The researchers expected to see just a flash of light as it often takes a few attempts to make the plasma following a shutdown. After the normal preliminary dry runs a beautiful plasma appeared on the screen. The first plasma with the new ITER-Like-Wall lasted an amazing 15 seconds. Peter Lomas, Head of Plasma Operations, explained: “We got plasma with no impurities and we got it on the first attempt. We were prepared to struggle, but we just did what we normally do with the old carbon wall. And that is the surprise.” Many sitting in the control room agreed that the plasma appeared on the screen as a “pink, poached salmon plasma”. Guy Matthews, Leader of the ITER-Like-Wall Project added: “Our first impression from spectroscopy is that the plasma was very clean. We got a really impressive result, given the large volume of new components.” Dragoslav Ciric, Restart Manager, observed: “The plasma just went on and on for about 15 seconds.
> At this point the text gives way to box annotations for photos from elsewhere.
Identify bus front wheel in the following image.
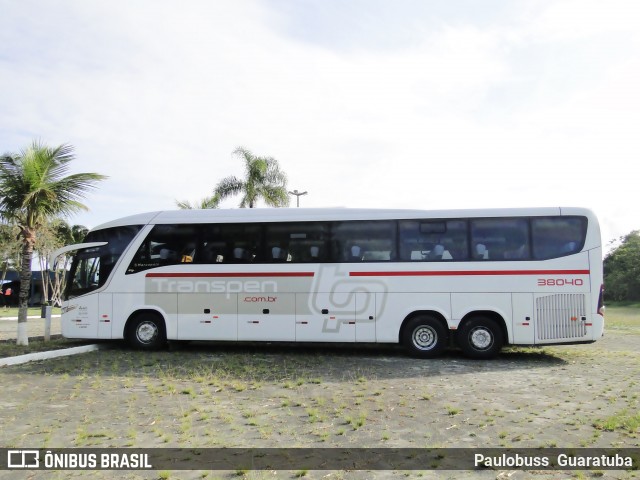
[402,315,447,358]
[127,312,167,350]
[457,317,504,359]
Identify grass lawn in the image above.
[604,303,640,335]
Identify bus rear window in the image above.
[531,217,587,260]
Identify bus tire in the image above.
[457,316,504,359]
[127,312,167,350]
[402,315,448,358]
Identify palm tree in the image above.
[0,141,107,345]
[215,147,289,208]
[176,194,220,210]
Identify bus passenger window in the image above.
[399,220,469,262]
[531,216,587,260]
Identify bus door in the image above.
[238,292,296,342]
[509,293,535,345]
[296,292,356,342]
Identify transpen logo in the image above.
[150,278,278,295]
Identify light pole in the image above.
[289,190,309,207]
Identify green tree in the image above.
[214,147,289,208]
[0,141,106,345]
[0,223,20,305]
[176,194,220,210]
[34,218,89,306]
[604,230,640,301]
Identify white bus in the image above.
[54,208,604,358]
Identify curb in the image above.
[0,344,106,367]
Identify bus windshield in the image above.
[65,225,142,299]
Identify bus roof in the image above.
[92,207,595,230]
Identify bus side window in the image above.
[531,216,587,260]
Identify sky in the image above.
[0,0,640,245]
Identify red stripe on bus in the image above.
[146,272,315,278]
[349,270,590,277]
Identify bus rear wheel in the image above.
[457,317,504,359]
[127,312,167,350]
[402,315,447,358]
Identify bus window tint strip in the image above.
[122,216,587,274]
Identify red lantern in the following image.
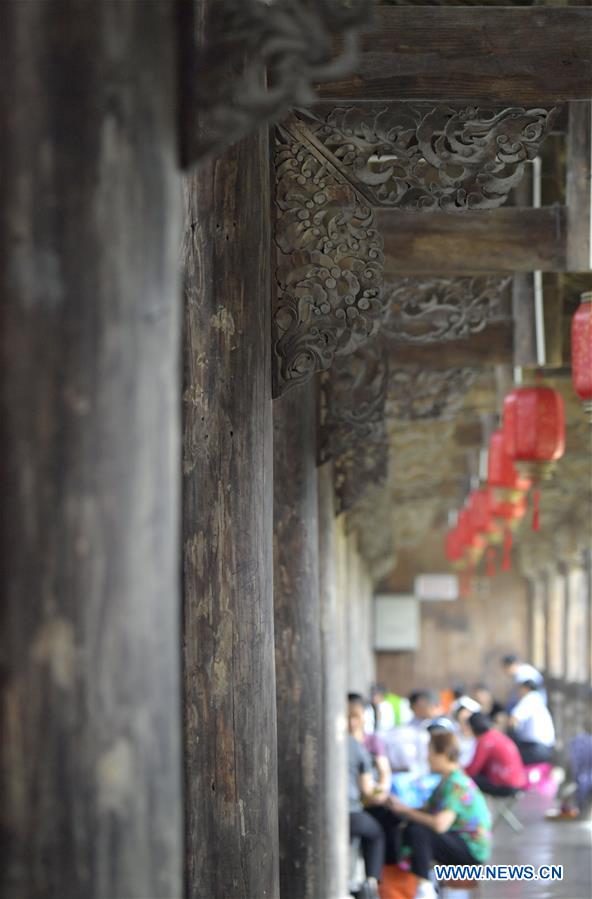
[502,386,565,480]
[491,491,526,571]
[468,490,502,543]
[502,385,565,530]
[487,428,531,502]
[445,528,466,570]
[571,291,592,420]
[456,506,485,565]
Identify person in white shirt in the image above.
[502,655,547,714]
[509,679,555,765]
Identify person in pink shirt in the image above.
[465,712,526,796]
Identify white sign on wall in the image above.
[374,593,419,652]
[414,574,458,600]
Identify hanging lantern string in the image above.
[532,487,541,531]
[502,525,512,571]
[486,546,495,577]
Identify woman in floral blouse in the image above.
[386,731,491,899]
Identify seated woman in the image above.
[347,694,386,899]
[382,730,491,899]
[465,712,526,796]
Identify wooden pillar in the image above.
[183,123,278,899]
[566,101,592,272]
[273,382,326,899]
[0,0,182,899]
[318,464,349,899]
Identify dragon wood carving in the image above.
[381,276,512,344]
[320,340,389,512]
[179,0,372,165]
[301,102,559,210]
[273,121,384,396]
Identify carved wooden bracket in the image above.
[320,340,388,512]
[386,365,478,421]
[303,103,559,209]
[179,0,371,165]
[381,277,512,344]
[273,120,384,396]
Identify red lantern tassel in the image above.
[459,569,472,599]
[532,487,541,531]
[502,528,512,571]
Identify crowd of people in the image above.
[348,655,555,899]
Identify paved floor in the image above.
[480,793,592,899]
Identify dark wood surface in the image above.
[273,381,324,899]
[318,462,349,899]
[385,319,514,368]
[318,5,592,106]
[375,206,566,275]
[0,0,182,899]
[183,130,279,899]
[566,101,592,272]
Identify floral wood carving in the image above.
[321,340,389,512]
[302,103,559,209]
[381,277,512,344]
[386,365,478,421]
[273,124,384,396]
[179,0,371,164]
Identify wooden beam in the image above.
[386,319,514,368]
[183,129,279,899]
[375,206,566,275]
[0,0,183,899]
[566,101,592,272]
[272,380,327,899]
[318,6,592,106]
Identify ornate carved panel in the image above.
[303,103,559,210]
[321,341,388,512]
[273,125,384,396]
[386,365,478,421]
[180,0,371,163]
[381,277,512,343]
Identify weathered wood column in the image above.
[273,381,327,899]
[183,123,279,899]
[318,463,349,899]
[0,0,182,899]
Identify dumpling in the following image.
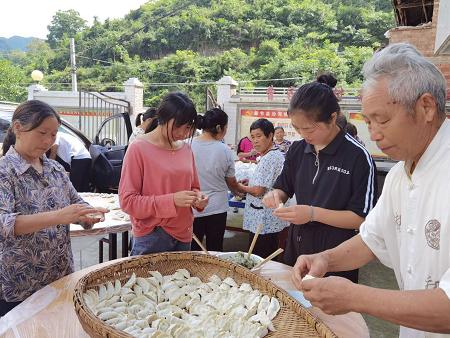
[123,272,136,289]
[134,277,150,293]
[98,284,108,302]
[267,297,280,320]
[258,295,270,313]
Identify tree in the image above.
[0,60,27,102]
[47,9,87,48]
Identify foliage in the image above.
[0,60,27,102]
[0,0,394,110]
[47,9,86,48]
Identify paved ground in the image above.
[72,209,398,338]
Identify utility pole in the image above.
[70,38,78,92]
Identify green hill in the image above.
[0,36,36,52]
[0,0,394,106]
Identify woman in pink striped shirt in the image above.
[119,93,208,255]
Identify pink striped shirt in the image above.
[119,139,200,243]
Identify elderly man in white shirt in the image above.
[292,44,450,338]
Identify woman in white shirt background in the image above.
[239,119,289,257]
[191,108,244,251]
[128,107,158,143]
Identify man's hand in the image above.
[173,190,198,208]
[79,207,109,227]
[262,190,281,209]
[192,190,209,211]
[302,276,356,315]
[55,204,103,224]
[292,252,328,290]
[272,205,311,224]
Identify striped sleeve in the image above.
[345,134,377,217]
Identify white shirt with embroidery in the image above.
[360,120,450,338]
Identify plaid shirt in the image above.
[0,147,85,302]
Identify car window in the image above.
[0,111,89,148]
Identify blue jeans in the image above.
[131,227,191,256]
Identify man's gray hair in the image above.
[362,43,447,116]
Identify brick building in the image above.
[387,0,450,92]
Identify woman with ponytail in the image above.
[0,100,107,317]
[119,93,208,255]
[191,108,244,251]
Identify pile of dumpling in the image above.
[83,269,280,338]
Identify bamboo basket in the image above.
[73,252,337,338]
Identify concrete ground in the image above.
[72,209,398,338]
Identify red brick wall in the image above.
[389,0,450,88]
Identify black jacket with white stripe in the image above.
[274,131,377,223]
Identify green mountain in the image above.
[0,35,36,52]
[0,0,395,107]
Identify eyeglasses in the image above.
[294,123,319,135]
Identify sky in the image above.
[0,0,148,39]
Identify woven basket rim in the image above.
[73,251,337,338]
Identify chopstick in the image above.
[252,248,284,270]
[247,224,263,258]
[192,234,209,255]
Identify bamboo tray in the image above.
[73,252,337,338]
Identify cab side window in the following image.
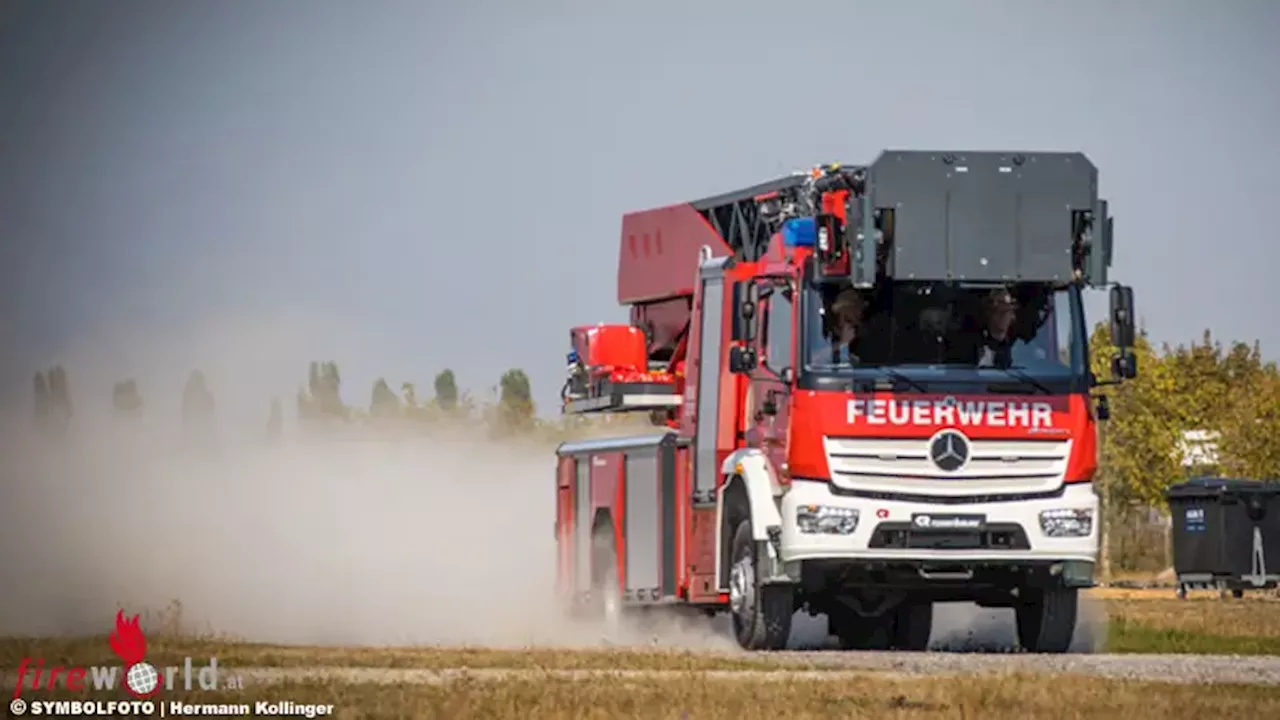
[764,288,795,373]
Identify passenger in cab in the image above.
[977,288,1018,368]
[813,287,867,365]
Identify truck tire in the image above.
[728,519,795,650]
[890,601,933,652]
[827,609,891,650]
[1015,587,1079,653]
[591,524,622,630]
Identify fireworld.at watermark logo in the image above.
[13,610,243,701]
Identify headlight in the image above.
[796,505,858,536]
[1041,507,1093,538]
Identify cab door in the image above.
[746,279,796,468]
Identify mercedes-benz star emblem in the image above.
[929,430,969,473]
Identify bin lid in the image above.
[1165,478,1280,500]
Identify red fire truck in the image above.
[556,151,1137,652]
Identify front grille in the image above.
[823,437,1071,496]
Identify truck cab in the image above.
[557,151,1137,652]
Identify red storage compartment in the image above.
[561,324,680,411]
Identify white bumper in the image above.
[780,480,1098,562]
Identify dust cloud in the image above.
[0,318,1105,652]
[0,313,732,650]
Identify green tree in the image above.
[1089,324,1181,506]
[1219,365,1280,480]
[435,369,458,413]
[369,378,401,419]
[33,372,52,432]
[49,365,74,436]
[111,379,145,420]
[266,397,284,443]
[182,370,215,433]
[497,368,534,432]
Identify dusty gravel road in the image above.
[215,651,1280,685]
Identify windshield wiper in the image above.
[876,366,929,392]
[1000,368,1053,395]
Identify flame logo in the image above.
[108,610,147,670]
[106,610,160,700]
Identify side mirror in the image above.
[728,345,759,374]
[1111,347,1138,380]
[733,281,760,345]
[1111,284,1137,350]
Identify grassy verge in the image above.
[20,673,1280,720]
[1106,598,1280,655]
[0,637,822,671]
[0,597,1280,671]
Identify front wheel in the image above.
[1015,587,1079,653]
[728,519,795,650]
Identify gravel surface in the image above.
[225,651,1280,685]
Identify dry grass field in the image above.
[1105,591,1280,655]
[15,670,1280,720]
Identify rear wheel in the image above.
[1015,587,1079,653]
[728,519,795,650]
[891,602,933,652]
[591,524,622,630]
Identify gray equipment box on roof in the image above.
[868,151,1111,284]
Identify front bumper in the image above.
[780,480,1098,564]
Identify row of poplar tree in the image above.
[27,325,1280,491]
[35,363,536,437]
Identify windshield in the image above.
[800,281,1085,392]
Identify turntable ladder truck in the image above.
[556,150,1137,652]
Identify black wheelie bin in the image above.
[1165,478,1280,597]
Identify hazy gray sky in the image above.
[0,0,1280,416]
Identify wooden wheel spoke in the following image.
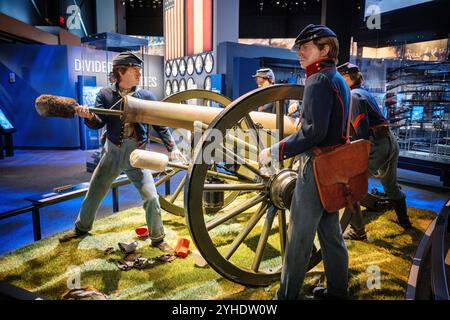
[169,175,186,203]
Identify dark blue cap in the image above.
[292,24,337,51]
[337,62,359,75]
[113,51,143,68]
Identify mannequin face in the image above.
[119,67,141,89]
[297,41,330,69]
[342,74,355,88]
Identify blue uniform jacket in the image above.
[271,59,350,161]
[352,86,387,140]
[84,85,175,152]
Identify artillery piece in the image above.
[36,85,351,286]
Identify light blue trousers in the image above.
[75,139,165,243]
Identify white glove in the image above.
[259,148,272,167]
[169,148,188,163]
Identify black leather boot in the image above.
[392,198,412,229]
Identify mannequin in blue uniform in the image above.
[59,52,185,252]
[252,68,277,113]
[259,24,350,300]
[338,63,411,240]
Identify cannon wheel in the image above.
[185,85,351,286]
[152,89,239,216]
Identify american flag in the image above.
[164,0,185,60]
[186,0,213,56]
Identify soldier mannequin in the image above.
[338,63,411,240]
[259,25,350,300]
[59,52,185,252]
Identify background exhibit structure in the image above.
[0,44,163,148]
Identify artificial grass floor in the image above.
[0,198,435,300]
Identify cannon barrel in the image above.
[122,96,297,136]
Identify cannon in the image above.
[35,84,351,286]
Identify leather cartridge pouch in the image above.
[370,126,389,140]
[313,139,370,212]
[312,93,370,213]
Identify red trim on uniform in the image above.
[280,141,286,161]
[370,122,388,129]
[353,113,366,129]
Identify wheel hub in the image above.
[269,169,298,210]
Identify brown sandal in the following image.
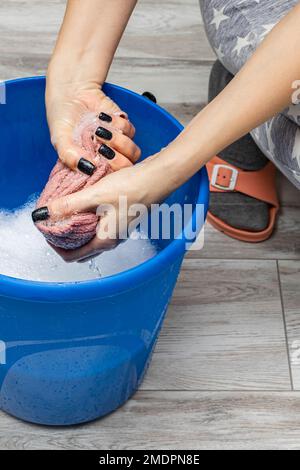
[207,157,279,243]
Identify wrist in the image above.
[46,56,105,95]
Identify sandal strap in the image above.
[207,157,279,208]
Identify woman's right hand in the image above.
[46,81,141,174]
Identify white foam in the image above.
[0,201,156,282]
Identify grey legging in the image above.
[200,0,300,189]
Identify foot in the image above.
[209,61,270,232]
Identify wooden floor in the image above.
[0,0,300,449]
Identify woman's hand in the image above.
[48,156,171,262]
[46,83,140,172]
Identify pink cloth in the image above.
[36,114,112,250]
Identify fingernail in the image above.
[31,207,50,223]
[96,127,112,140]
[99,113,112,122]
[77,158,96,176]
[98,144,116,160]
[143,91,157,103]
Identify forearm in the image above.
[152,1,300,198]
[48,0,137,86]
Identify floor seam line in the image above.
[276,260,295,391]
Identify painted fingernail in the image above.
[96,127,112,140]
[98,144,116,160]
[77,158,96,176]
[31,207,50,223]
[99,113,112,122]
[143,91,157,103]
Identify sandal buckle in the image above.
[210,165,239,191]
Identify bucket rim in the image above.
[0,75,209,302]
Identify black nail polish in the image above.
[31,207,50,223]
[99,113,112,122]
[143,91,157,103]
[77,158,96,176]
[96,127,112,140]
[98,144,116,160]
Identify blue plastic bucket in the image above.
[0,78,209,425]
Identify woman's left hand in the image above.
[48,156,171,262]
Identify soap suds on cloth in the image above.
[0,199,157,282]
[36,113,120,250]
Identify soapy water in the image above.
[0,198,157,282]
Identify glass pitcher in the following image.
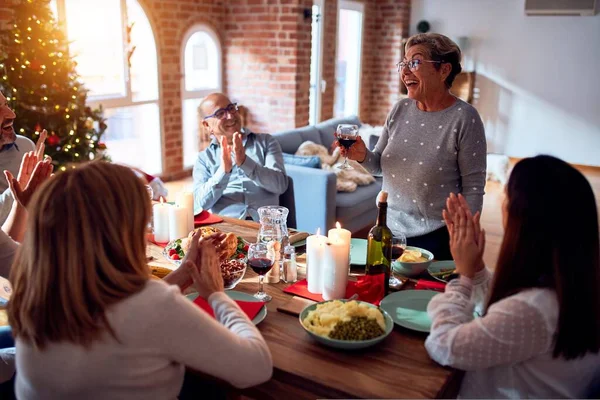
[256,206,290,283]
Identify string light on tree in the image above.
[0,0,106,171]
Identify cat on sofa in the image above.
[296,141,375,192]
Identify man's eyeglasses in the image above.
[204,103,238,120]
[396,58,444,72]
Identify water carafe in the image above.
[256,206,290,283]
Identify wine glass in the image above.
[390,233,406,286]
[248,243,275,301]
[146,185,154,201]
[335,124,358,169]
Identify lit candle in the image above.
[327,222,352,265]
[323,238,350,300]
[306,229,327,294]
[152,197,171,243]
[169,206,189,240]
[175,192,194,232]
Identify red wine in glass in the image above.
[338,136,356,150]
[392,246,404,260]
[248,258,273,276]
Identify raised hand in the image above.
[233,132,246,167]
[187,242,225,299]
[17,151,38,187]
[220,136,233,173]
[35,129,48,161]
[335,136,367,162]
[4,160,54,208]
[443,194,485,277]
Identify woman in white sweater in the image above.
[425,156,600,398]
[8,163,273,399]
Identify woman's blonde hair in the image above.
[404,32,462,88]
[8,162,151,349]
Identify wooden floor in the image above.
[166,167,600,269]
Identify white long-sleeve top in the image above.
[16,280,273,400]
[425,269,600,398]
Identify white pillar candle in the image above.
[175,192,194,232]
[327,222,352,264]
[169,206,189,240]
[306,230,327,294]
[152,197,171,243]
[323,239,350,300]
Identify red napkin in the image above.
[194,210,223,226]
[283,274,385,305]
[415,279,446,292]
[194,296,265,320]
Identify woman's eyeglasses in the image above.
[204,103,238,120]
[396,58,444,72]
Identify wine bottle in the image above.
[365,190,392,296]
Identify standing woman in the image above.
[8,162,272,399]
[342,33,486,260]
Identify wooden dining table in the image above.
[148,217,462,400]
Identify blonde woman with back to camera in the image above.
[9,163,273,399]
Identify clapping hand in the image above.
[220,136,233,173]
[4,151,54,208]
[186,238,224,299]
[443,193,485,278]
[233,132,246,167]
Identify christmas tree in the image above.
[0,0,106,171]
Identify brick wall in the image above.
[0,0,410,180]
[138,0,225,180]
[224,0,312,132]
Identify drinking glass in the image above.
[335,124,358,169]
[248,243,275,301]
[390,233,406,286]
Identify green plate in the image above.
[350,239,367,265]
[380,290,439,332]
[298,300,394,350]
[427,260,458,283]
[185,290,267,325]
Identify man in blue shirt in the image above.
[193,93,288,221]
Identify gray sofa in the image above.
[273,117,381,234]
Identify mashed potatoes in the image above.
[302,300,385,337]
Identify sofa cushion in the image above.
[315,115,362,149]
[273,126,322,154]
[335,177,382,219]
[283,153,321,168]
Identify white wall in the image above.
[410,0,600,166]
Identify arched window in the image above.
[181,25,222,167]
[50,0,162,174]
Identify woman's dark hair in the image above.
[488,156,600,359]
[404,33,462,89]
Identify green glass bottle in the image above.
[365,190,392,296]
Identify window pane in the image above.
[127,0,158,101]
[183,99,208,167]
[334,9,363,117]
[185,31,221,91]
[65,0,126,100]
[104,103,162,174]
[308,4,321,125]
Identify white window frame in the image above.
[333,0,365,115]
[55,0,166,174]
[308,0,327,123]
[180,24,223,101]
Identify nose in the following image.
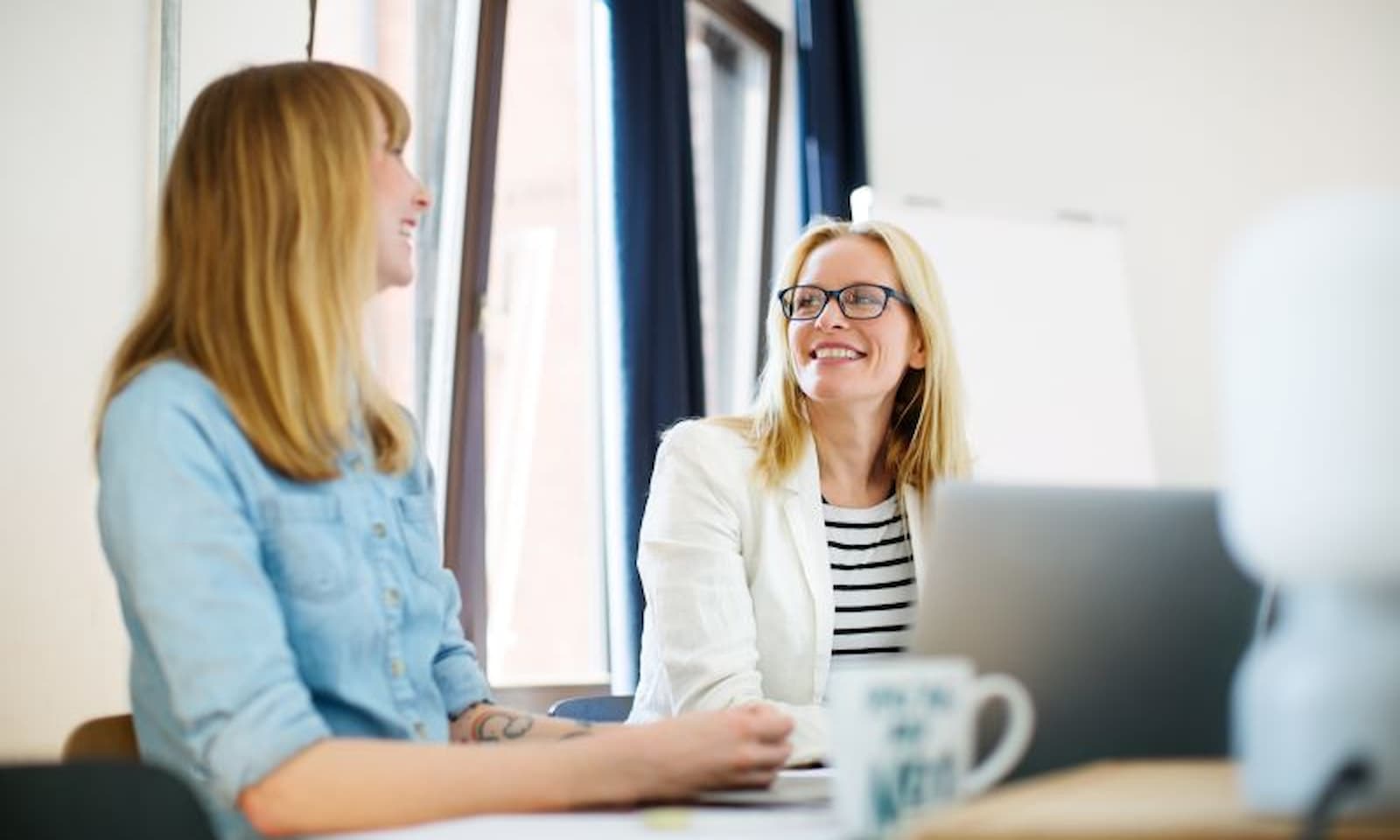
[814,297,847,329]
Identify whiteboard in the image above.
[870,191,1157,485]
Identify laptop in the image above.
[912,483,1260,777]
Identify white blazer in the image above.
[630,420,922,765]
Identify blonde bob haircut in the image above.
[102,61,413,481]
[746,219,970,492]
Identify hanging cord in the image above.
[1298,759,1370,840]
[306,0,317,61]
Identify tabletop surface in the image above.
[334,760,1400,840]
[907,760,1400,840]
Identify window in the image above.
[686,0,782,415]
[448,0,607,688]
[430,0,781,694]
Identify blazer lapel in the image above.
[782,434,836,703]
[900,485,934,597]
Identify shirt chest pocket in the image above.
[395,493,443,577]
[262,495,357,600]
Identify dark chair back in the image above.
[549,695,632,724]
[0,761,214,840]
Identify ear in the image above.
[908,332,928,371]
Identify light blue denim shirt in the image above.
[98,361,488,837]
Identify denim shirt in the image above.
[98,361,488,837]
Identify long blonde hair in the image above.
[745,219,971,490]
[102,61,413,480]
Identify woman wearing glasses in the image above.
[633,221,969,765]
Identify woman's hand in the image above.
[610,704,793,801]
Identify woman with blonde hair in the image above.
[98,63,791,837]
[633,220,969,765]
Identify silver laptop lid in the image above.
[912,483,1258,775]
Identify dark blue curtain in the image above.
[607,0,704,690]
[796,0,865,220]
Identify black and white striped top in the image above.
[822,495,917,656]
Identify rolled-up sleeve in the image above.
[98,389,331,807]
[432,571,492,718]
[637,423,829,765]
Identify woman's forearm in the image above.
[238,738,633,836]
[238,705,793,835]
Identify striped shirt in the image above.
[822,495,917,656]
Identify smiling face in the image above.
[787,235,927,410]
[369,119,429,289]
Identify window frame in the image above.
[686,0,782,376]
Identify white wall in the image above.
[858,0,1400,483]
[0,0,305,760]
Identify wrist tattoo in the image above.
[472,711,535,740]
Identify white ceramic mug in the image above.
[826,656,1034,837]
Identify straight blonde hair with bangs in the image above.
[102,61,413,481]
[745,219,971,492]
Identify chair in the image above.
[63,714,142,763]
[549,695,632,724]
[0,760,214,840]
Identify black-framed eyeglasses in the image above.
[779,283,913,320]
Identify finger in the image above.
[739,744,793,772]
[730,770,779,788]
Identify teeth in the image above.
[812,347,861,359]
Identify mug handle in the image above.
[957,674,1036,796]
It was beyond our expectations.”
EFDA Leader Francesco Romanelli commented: “Yesterday was a significant day for the worldwide fusion programme, with JET producing the first plasma with the new ITER-Like-Wall installed. We hadn’t expected that we would get such an excellent result immediately after commissioning. This very promising step has been accomplished but much more is on our agenda. I would like to congratulate all those who made all this possible.”